Updated on October 29, 2017
Bob Bamberg profile image

Bob has been in the pet supply business and writing about pets, livestock, and wildlife in a career that spans three decades.


Individually Or In Groups, You Wonder Where The Name Came From

We humans are a pretty boring lot. The males of our species are scientifically identified as males, the females are females, and we have a few names for our young; baby, infant, toddler, boy, girl, adolescent, youth, teen, rug rat and crumb grabber. Where do “dude” and “babe” fit in?

We get a little more creative when identifying more than one of us. We can be a clan if we’re related, a family if we’re closely related, and a tribe or community if we live close together. Otherwise we can be such things as a gang, mob, group or crowd.

We get more creative with animals, though. So much so that many of us wonder, “How did they ever come up with that?

For example, females of the species felis domesticus (housecat) are queens, males are toms, and their young are kittens. But in groups, it’s a different story.

A bunch of unrelated kittens is called a kindle (and you thought a kindle was some kind of electronic book or something), but a bunch of kittens born to one queen is called a litter. Groups of cats are also known as a clutter, or a clowder.

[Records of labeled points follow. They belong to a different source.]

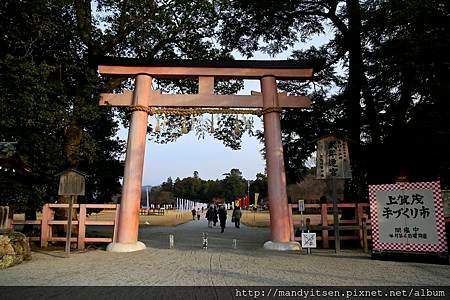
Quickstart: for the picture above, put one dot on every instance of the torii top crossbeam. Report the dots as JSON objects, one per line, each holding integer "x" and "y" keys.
{"x": 233, "y": 69}
{"x": 206, "y": 72}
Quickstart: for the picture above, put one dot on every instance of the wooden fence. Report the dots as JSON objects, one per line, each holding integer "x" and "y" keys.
{"x": 47, "y": 222}
{"x": 359, "y": 225}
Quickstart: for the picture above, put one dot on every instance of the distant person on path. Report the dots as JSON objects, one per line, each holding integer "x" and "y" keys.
{"x": 237, "y": 216}
{"x": 210, "y": 216}
{"x": 215, "y": 217}
{"x": 222, "y": 217}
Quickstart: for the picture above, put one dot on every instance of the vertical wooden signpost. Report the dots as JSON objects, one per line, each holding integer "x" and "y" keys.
{"x": 333, "y": 163}
{"x": 72, "y": 184}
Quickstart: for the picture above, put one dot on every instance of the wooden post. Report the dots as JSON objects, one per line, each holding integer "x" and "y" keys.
{"x": 364, "y": 230}
{"x": 69, "y": 225}
{"x": 359, "y": 216}
{"x": 82, "y": 227}
{"x": 324, "y": 217}
{"x": 276, "y": 177}
{"x": 116, "y": 221}
{"x": 45, "y": 228}
{"x": 291, "y": 223}
{"x": 337, "y": 241}
{"x": 128, "y": 224}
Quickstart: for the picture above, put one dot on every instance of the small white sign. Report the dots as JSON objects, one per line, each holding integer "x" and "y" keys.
{"x": 301, "y": 205}
{"x": 309, "y": 240}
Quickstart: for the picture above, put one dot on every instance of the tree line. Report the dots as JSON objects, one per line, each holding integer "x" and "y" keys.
{"x": 232, "y": 187}
{"x": 381, "y": 81}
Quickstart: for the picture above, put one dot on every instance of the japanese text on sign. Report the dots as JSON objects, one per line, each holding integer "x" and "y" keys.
{"x": 407, "y": 216}
{"x": 332, "y": 158}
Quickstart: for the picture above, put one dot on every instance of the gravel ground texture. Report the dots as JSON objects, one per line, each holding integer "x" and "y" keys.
{"x": 187, "y": 264}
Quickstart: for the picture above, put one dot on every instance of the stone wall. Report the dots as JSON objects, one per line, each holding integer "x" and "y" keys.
{"x": 14, "y": 249}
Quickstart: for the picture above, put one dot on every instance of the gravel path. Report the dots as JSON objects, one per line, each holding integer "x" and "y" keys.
{"x": 220, "y": 265}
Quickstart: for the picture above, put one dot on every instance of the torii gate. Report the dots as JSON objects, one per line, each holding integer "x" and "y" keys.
{"x": 144, "y": 98}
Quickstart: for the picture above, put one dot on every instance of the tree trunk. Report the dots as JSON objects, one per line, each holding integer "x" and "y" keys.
{"x": 356, "y": 187}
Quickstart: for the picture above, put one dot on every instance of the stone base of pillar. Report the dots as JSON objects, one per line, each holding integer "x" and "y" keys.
{"x": 125, "y": 247}
{"x": 288, "y": 246}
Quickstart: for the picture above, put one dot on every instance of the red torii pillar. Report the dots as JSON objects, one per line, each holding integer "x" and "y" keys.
{"x": 276, "y": 176}
{"x": 267, "y": 72}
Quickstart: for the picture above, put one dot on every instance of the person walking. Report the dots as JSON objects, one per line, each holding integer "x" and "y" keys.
{"x": 210, "y": 216}
{"x": 222, "y": 217}
{"x": 237, "y": 216}
{"x": 215, "y": 216}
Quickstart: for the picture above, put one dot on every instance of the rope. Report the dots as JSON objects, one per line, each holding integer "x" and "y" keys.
{"x": 200, "y": 111}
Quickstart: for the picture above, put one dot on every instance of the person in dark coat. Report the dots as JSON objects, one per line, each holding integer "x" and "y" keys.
{"x": 237, "y": 216}
{"x": 222, "y": 217}
{"x": 210, "y": 216}
{"x": 215, "y": 216}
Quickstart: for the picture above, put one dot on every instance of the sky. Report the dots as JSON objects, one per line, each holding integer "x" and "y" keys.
{"x": 210, "y": 157}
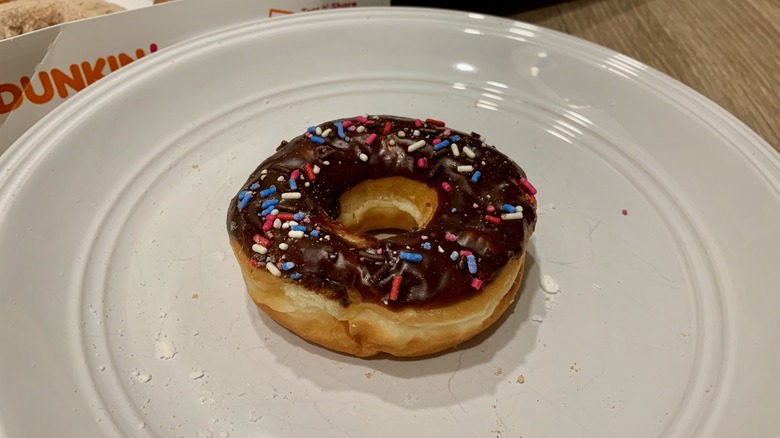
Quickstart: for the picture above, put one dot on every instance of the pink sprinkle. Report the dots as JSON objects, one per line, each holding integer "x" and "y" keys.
{"x": 528, "y": 186}
{"x": 493, "y": 219}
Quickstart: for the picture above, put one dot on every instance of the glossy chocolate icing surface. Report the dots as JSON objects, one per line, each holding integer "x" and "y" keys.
{"x": 285, "y": 214}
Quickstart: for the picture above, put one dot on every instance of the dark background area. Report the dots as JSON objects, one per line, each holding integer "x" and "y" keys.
{"x": 485, "y": 7}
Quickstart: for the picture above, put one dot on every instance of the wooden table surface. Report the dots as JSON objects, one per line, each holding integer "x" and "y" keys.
{"x": 727, "y": 50}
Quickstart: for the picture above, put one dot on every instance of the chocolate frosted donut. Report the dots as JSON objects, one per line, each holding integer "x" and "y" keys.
{"x": 303, "y": 228}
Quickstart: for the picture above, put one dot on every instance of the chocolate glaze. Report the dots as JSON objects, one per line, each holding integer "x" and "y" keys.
{"x": 329, "y": 265}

How did they ever come up with those?

Wild versions of the family felidae (cats) are different still. Example: a male lion is a lion, a female is a lioness, a baby is a cub, and a group is a pride.

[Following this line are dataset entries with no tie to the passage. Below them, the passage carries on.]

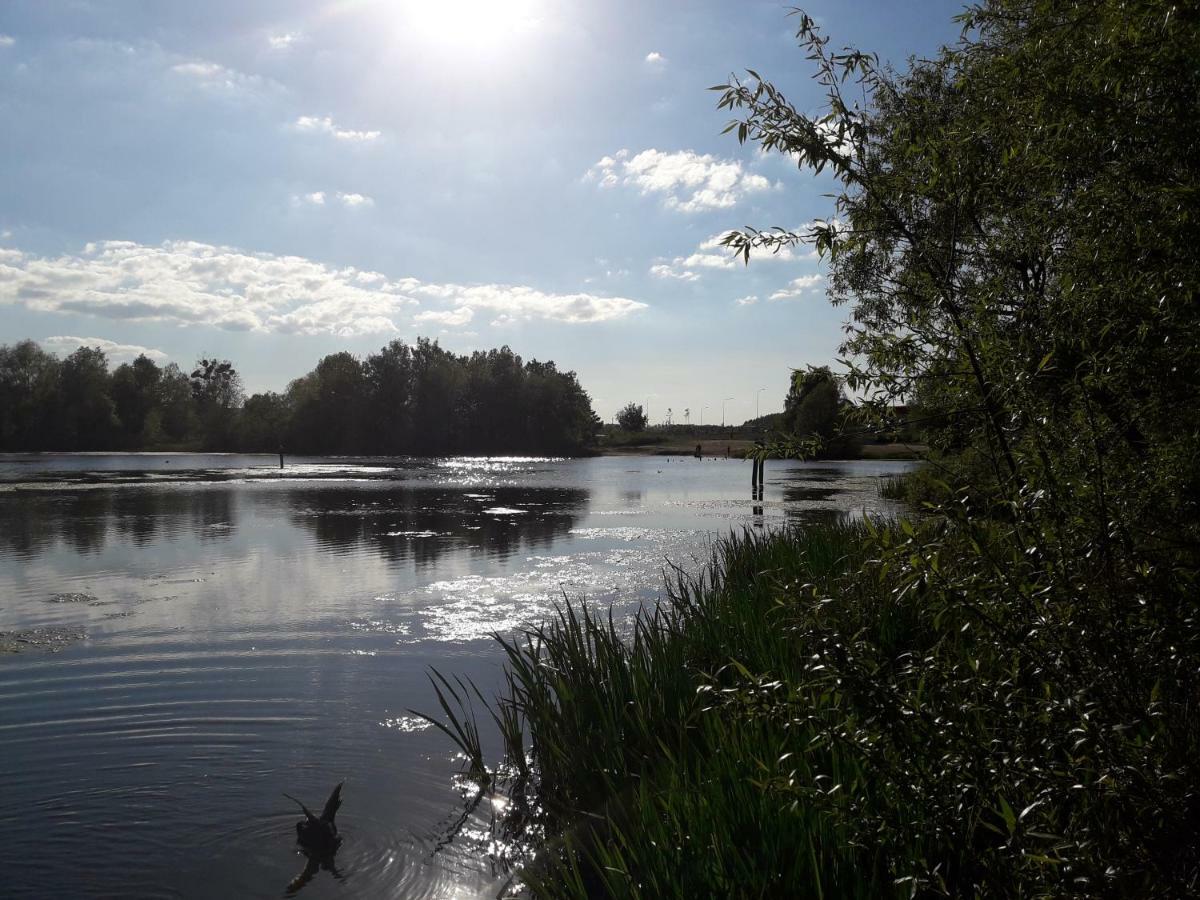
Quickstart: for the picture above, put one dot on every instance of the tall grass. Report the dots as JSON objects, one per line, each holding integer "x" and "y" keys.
{"x": 651, "y": 751}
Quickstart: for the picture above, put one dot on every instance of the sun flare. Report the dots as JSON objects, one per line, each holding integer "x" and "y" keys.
{"x": 469, "y": 24}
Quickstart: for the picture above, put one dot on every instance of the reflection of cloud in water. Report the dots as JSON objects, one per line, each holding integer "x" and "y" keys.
{"x": 474, "y": 606}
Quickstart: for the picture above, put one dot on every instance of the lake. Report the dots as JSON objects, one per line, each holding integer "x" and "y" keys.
{"x": 187, "y": 636}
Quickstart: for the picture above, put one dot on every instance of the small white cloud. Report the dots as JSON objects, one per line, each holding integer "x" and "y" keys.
{"x": 450, "y": 318}
{"x": 688, "y": 181}
{"x": 283, "y": 41}
{"x": 797, "y": 287}
{"x": 354, "y": 199}
{"x": 712, "y": 253}
{"x": 664, "y": 270}
{"x": 192, "y": 283}
{"x": 67, "y": 345}
{"x": 324, "y": 125}
{"x": 214, "y": 76}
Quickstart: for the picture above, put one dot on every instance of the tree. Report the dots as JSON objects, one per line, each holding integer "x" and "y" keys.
{"x": 177, "y": 407}
{"x": 815, "y": 411}
{"x": 136, "y": 395}
{"x": 88, "y": 415}
{"x": 1014, "y": 235}
{"x": 633, "y": 418}
{"x": 216, "y": 391}
{"x": 29, "y": 397}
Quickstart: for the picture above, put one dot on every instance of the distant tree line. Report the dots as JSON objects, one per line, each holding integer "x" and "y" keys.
{"x": 406, "y": 399}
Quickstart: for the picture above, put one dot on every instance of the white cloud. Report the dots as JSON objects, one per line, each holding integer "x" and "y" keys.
{"x": 663, "y": 270}
{"x": 354, "y": 199}
{"x": 712, "y": 253}
{"x": 520, "y": 303}
{"x": 66, "y": 345}
{"x": 283, "y": 41}
{"x": 447, "y": 317}
{"x": 324, "y": 125}
{"x": 689, "y": 181}
{"x": 216, "y": 77}
{"x": 191, "y": 283}
{"x": 797, "y": 287}
{"x": 319, "y": 198}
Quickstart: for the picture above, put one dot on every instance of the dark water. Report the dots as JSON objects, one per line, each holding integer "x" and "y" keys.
{"x": 185, "y": 637}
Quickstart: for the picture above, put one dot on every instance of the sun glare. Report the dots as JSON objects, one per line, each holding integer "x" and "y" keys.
{"x": 469, "y": 24}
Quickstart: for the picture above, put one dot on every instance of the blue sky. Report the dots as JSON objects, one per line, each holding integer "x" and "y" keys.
{"x": 273, "y": 181}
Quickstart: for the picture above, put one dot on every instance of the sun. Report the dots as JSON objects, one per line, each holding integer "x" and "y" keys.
{"x": 469, "y": 24}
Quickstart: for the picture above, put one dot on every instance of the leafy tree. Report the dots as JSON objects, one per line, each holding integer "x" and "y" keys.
{"x": 177, "y": 409}
{"x": 29, "y": 397}
{"x": 633, "y": 418}
{"x": 1014, "y": 237}
{"x": 264, "y": 423}
{"x": 216, "y": 393}
{"x": 136, "y": 395}
{"x": 389, "y": 403}
{"x": 88, "y": 415}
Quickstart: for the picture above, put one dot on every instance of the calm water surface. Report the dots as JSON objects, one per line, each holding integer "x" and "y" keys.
{"x": 187, "y": 636}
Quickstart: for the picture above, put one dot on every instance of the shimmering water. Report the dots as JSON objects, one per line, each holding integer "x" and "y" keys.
{"x": 185, "y": 637}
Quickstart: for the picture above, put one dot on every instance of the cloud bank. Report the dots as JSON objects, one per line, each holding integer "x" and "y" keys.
{"x": 688, "y": 181}
{"x": 324, "y": 125}
{"x": 192, "y": 283}
{"x": 66, "y": 345}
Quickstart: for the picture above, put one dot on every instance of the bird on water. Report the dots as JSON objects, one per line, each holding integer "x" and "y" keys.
{"x": 318, "y": 834}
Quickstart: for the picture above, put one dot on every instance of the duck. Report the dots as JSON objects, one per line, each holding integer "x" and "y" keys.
{"x": 318, "y": 835}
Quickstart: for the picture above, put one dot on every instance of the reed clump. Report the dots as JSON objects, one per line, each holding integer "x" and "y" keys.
{"x": 852, "y": 711}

But cheetahs are identified as male, female, cub, and a group is a coalition. How did they ever come up with that?

Tigers are even more mysteriously named. They are: tiger, tigress, cub or whelp, and a group is either an ambush or a streak.

How did they ever come up with that? And here's the fly in that ointment, by the way...with the exception of the lion, the big cats are solitary, so how often do you see them in a group, anyway?

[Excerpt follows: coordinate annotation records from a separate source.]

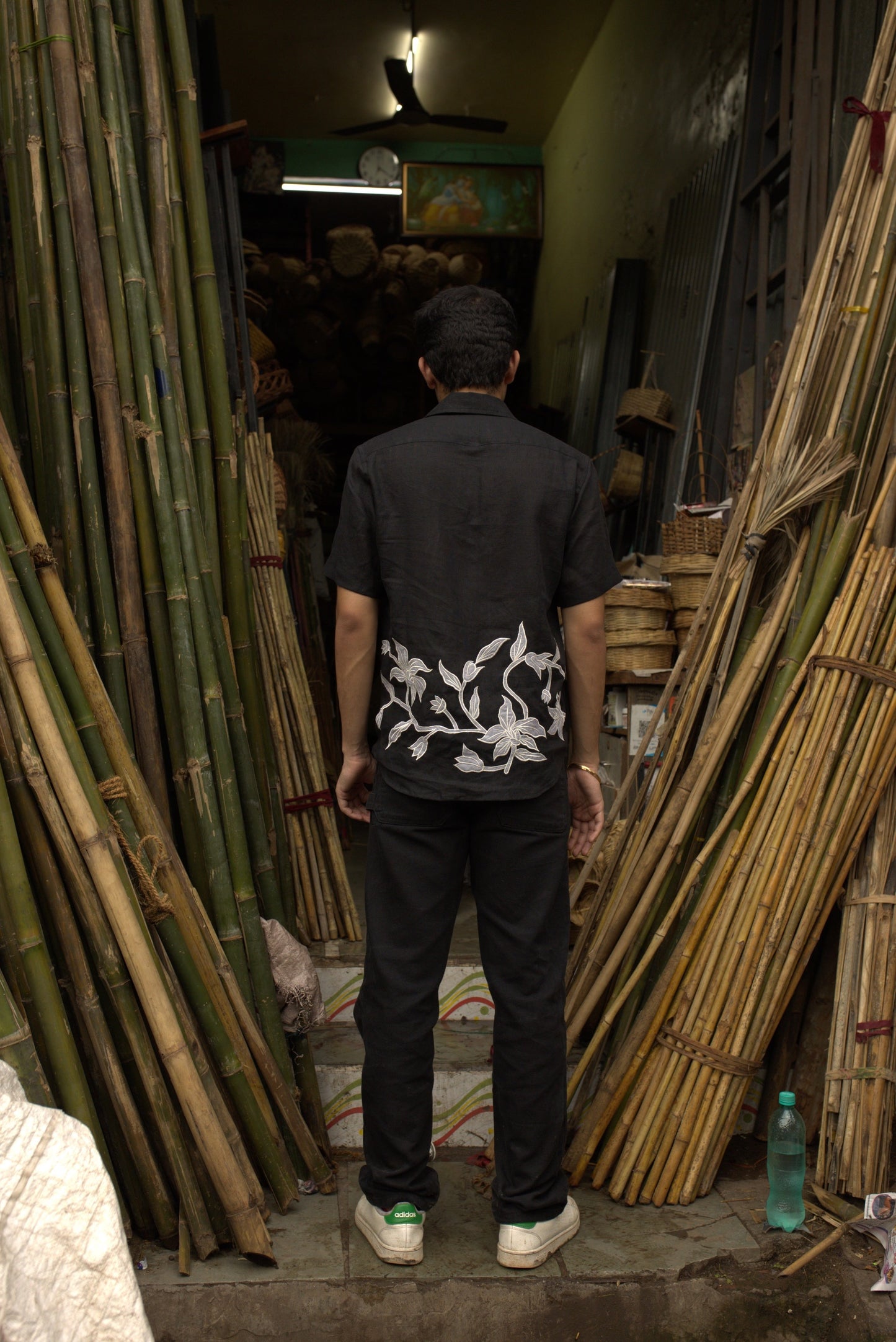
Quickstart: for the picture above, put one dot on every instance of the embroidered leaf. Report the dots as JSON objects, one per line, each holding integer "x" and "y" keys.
{"x": 520, "y": 646}
{"x": 490, "y": 650}
{"x": 450, "y": 678}
{"x": 506, "y": 714}
{"x": 396, "y": 732}
{"x": 469, "y": 763}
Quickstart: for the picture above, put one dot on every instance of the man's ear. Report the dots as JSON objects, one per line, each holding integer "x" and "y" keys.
{"x": 427, "y": 373}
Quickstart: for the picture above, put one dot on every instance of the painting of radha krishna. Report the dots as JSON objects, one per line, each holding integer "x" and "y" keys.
{"x": 498, "y": 200}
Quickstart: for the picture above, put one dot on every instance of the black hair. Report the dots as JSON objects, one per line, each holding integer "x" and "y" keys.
{"x": 467, "y": 336}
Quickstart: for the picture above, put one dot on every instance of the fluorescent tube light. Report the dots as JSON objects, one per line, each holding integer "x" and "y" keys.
{"x": 339, "y": 187}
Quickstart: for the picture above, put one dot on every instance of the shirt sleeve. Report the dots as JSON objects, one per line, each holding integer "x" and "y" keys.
{"x": 355, "y": 562}
{"x": 589, "y": 569}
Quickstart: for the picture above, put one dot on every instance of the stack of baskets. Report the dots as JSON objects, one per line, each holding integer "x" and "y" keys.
{"x": 636, "y": 627}
{"x": 690, "y": 549}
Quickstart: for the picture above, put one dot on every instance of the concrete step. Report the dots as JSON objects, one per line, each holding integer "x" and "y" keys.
{"x": 463, "y": 995}
{"x": 462, "y": 1086}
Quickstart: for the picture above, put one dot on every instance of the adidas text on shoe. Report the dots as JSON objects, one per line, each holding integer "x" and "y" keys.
{"x": 395, "y": 1237}
{"x": 530, "y": 1243}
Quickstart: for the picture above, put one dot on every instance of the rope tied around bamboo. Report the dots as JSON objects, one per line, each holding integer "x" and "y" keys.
{"x": 714, "y": 1058}
{"x": 153, "y": 904}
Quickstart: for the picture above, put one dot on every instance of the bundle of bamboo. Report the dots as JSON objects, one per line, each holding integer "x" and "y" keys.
{"x": 324, "y": 899}
{"x": 122, "y": 422}
{"x": 694, "y": 944}
{"x": 858, "y": 1116}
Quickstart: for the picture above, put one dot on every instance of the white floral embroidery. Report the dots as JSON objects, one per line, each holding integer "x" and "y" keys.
{"x": 513, "y": 737}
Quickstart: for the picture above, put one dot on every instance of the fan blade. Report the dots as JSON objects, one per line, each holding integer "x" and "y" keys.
{"x": 369, "y": 125}
{"x": 471, "y": 124}
{"x": 401, "y": 84}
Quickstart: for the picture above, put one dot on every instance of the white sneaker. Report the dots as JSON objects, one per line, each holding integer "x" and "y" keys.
{"x": 395, "y": 1237}
{"x": 529, "y": 1243}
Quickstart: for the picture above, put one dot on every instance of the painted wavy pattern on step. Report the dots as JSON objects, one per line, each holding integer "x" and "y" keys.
{"x": 345, "y": 1110}
{"x": 470, "y": 997}
{"x": 447, "y": 1122}
{"x": 340, "y": 1004}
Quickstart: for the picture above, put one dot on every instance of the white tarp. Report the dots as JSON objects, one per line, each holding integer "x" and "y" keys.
{"x": 64, "y": 1270}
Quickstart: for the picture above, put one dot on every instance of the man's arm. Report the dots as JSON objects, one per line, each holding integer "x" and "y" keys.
{"x": 585, "y": 673}
{"x": 356, "y": 655}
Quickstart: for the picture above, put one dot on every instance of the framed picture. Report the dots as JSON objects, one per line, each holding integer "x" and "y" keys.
{"x": 489, "y": 200}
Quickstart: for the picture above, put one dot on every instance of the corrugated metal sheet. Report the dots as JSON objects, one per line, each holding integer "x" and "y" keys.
{"x": 687, "y": 283}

Is It A Litter Or A Kennel?
Is It A Litter Or A Kennel? | Source

Domestic dogs (family canidae) get a few names that make some of us scratch our heads.

A male is a dog, a female is a bitch and the young are pups. If there’s more than one and they come from the same mother, it’s a litter.

Otherwise it’s a kennel. If they’re wild, it’s a pack. Unless, of course, it’s a group of hyenas, in which case it’s a clan or a cackle. Whew.

Oh yeah, one more thing about dogs…just to simplify matters. If it’s a hound, then a group of them is known as a pack, a cry or a mute. How did they ever…you know the drill.

If you have a hamster and he’s a he, he’s a buck. If he’s a she, she’s a doe.

The babies are pups, and if you have more than one, it’s a horde. If you have a gerbil, please see hamster. Everything’s the same.

If you have a male guinea pig, he’s a boar (like the guy you met at the club the other night, right girls?).

If it’s a girl, she’s a sow, the babies are pups and more than one is a group. How boring. Or is it boaring?

Your pet rabbit is a buck if it’s a boy, a doe if it’s a girl, and the babies are either kittens, bunnies or kits.

It gets more confusing the more rabbits you add.

More than one is known as a colony, drove, leash, nest, trace, or warren.

This Looks Like A Piteousness To Me
This Looks Like A Piteousness To Me | Source

Here are some real head scratchers: a bunch of ducks is a badelynge, brace, bunch, flock, paddling, raft, or team.

A bunch of other birds is a fleet, flight, flock, parcel, pod, volery, or dissimulation (small birds only). What about large birds, you say?

A bunch of cranes is a herd, sedge, or siege…a bunch of emus is a mob. And doves have their own nomenclature. A bunch of doves is a dole, flight, or piteousness.

And it goes even further; a bunch of falcons is a cast…a bunch of hawks is an aerie, cast, or kettle…and a bunch of peacocks is a muster or ostentation.

Mammals, especially primates, have got to be easier to remember, right? A bunch of apes is a shrewdness. Oh, well.

Here's a special suggestion just for HubPages readers: print this article and take it with you on vacation.

When the kids start whining, “Are we there yet?” bring it out and quiz them. You should get 30 minutes or 30 miles out of it.